Totalitarian systems don’t catch on.

The elite are doing everything they can to keep the ball in the air through Trump-hatred and now increasingly Israel-bashing.

They have no control over their own narrative.

This is where Document and all constructive forces come in. A growing part of the audience is receptive.

Americans didn’t put up with being treated as colonial objects by a new tyrannical state. They rebelled.

Will Scandinavians dare to follow in their footsteps?

The story of Sigrid Bratlie is exemplary. She trusted her professional judgement and ended up in a completely new place.

Unfortunately, Aftenposten does not ask her the interesting questions: Why was it so dangerous to listen to the scientists who said early on that the virus was manipulated? Why was it so difficult to have someone to talk to? Bratlie didn’t wake up until January 2024. By then, a ton of revelations were waiting for her.

For the next six months, she scrolled and read her way down a rabbit hole. Without telling others about how she gradually was changing her mind.

“When I entered into the case, I was on one side. Now I ended up turning round. And it’s a nice stress test for me, to see if I can actually see past my own biases”, she said.

It’s Norway that has become a rabbit hole, where anyone who claims that there is another world, is ostracised and angry.

Aftenposten is still banging on about the official version:

“All indications were that the virus first spread from animals to humans at a wet market in the same city.”

No, not all indications pointed towards that. Not if you kept your eyes and ears open. The first cracks appeared as early as 2020. But Norway has landed on the same side as China, and does so on many issues, such as “free trade”.

Aftenposten pokes at the monster Bratlie encountered, but then leaves it alone.

Moreover, there are a number of factors that suggest that the lab leak theory was suppressed because it was too politically sensitive,

she says.

Why was the theory «too politically sensitive»? Aftenposten doesn’t pursue the trail, as that would take them places they’re not allowed to go.

Instead, we get a demonstration that Bratlie also knows how to grant political indulgences: If you’re going to get away with dissenting opinions, you first have to throw Trump under the bus.

The US president claimed there was “conclusive evidence” that the coronavirus originated from a laboratory in the Chinese city of Wuhan. Still, most scientists dismissed this.
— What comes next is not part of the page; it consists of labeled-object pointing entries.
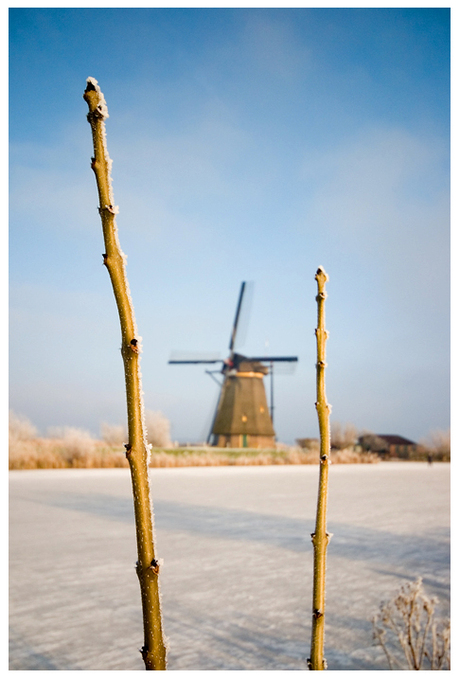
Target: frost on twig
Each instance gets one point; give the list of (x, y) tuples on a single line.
[(410, 635)]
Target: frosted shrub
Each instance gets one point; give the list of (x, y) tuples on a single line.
[(409, 633), (114, 434), (21, 428), (158, 429)]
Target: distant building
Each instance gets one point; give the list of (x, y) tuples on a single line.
[(308, 444)]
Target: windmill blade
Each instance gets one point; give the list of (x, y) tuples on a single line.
[(194, 357), (242, 315)]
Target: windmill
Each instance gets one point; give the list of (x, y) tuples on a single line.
[(242, 418)]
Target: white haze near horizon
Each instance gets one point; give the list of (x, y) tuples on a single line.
[(243, 149)]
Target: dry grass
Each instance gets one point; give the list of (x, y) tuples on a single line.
[(75, 449), (410, 634)]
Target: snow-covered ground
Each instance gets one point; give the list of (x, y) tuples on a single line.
[(237, 575)]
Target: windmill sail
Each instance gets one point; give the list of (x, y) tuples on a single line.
[(242, 417)]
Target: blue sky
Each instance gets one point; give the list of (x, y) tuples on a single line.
[(247, 144)]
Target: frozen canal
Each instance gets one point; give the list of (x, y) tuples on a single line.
[(237, 574)]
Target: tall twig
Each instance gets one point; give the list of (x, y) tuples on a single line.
[(320, 537), (137, 449)]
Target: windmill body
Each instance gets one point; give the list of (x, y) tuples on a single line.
[(242, 418)]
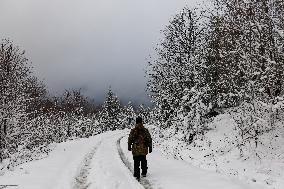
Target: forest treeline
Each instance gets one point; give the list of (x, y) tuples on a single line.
[(225, 55), (31, 118)]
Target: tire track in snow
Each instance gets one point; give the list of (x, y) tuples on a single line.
[(82, 176), (143, 181)]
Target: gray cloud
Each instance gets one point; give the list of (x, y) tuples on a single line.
[(89, 44)]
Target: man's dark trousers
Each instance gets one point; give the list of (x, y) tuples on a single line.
[(137, 160)]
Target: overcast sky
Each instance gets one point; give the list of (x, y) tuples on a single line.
[(89, 44)]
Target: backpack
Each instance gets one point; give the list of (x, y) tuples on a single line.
[(140, 138)]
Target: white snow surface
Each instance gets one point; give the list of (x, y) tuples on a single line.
[(103, 162)]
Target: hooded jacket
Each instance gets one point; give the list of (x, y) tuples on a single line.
[(139, 140)]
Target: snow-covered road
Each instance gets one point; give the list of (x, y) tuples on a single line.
[(103, 162)]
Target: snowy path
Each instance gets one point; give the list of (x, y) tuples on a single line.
[(103, 162)]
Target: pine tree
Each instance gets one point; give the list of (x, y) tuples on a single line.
[(109, 116)]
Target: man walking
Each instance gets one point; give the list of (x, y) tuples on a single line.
[(139, 142)]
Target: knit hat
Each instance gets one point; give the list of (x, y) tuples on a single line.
[(138, 120)]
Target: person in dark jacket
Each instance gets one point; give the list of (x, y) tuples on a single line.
[(140, 143)]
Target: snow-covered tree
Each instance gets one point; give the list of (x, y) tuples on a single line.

– So, it seemed pretty clear. Also because it was Trump who said it. When, almost in the same breath, he recommends drinking disinfectant to recover from COVID-19, it does something to the overall picture,” says Bratlie.

This is nonsense. Trump has never said anything like that. But CNN and Norwegian media twisted a statement and campaigned against the medicine that helped: hydroxychloroquine and ivermectin. They were purged from the stockpiles and doctors were not allowed to prescribe them.

You can’t be slightly truthful.

I’m an optimist. Something is happening. The EU is trying to inflate itself, but the rhetoric is hollow and transparent. The use of the term “far right” and the censorship have a ridiculous flavour. Anyone can see that the emperor is naked.

But woke has already managed to do a lot of damage.

The same one-sidedness is happening in relation to the war in Ukraine as in relation to the biggest medical scandal in history. Anyone who dares to oppose is taken down. The phenomenon of Glenn Diesen is complicated by the fact that he, too, has his work cut out for him. His trip to Tehran raises many questions, and it is these that the media should be concentrating on. It seems that Diesen has several agendas and serves several masters.

A healthy attitude dictates scepticism and distance. Instead, the media and politicians go into the trenches and create so much noise that it diverts attention from the important issues.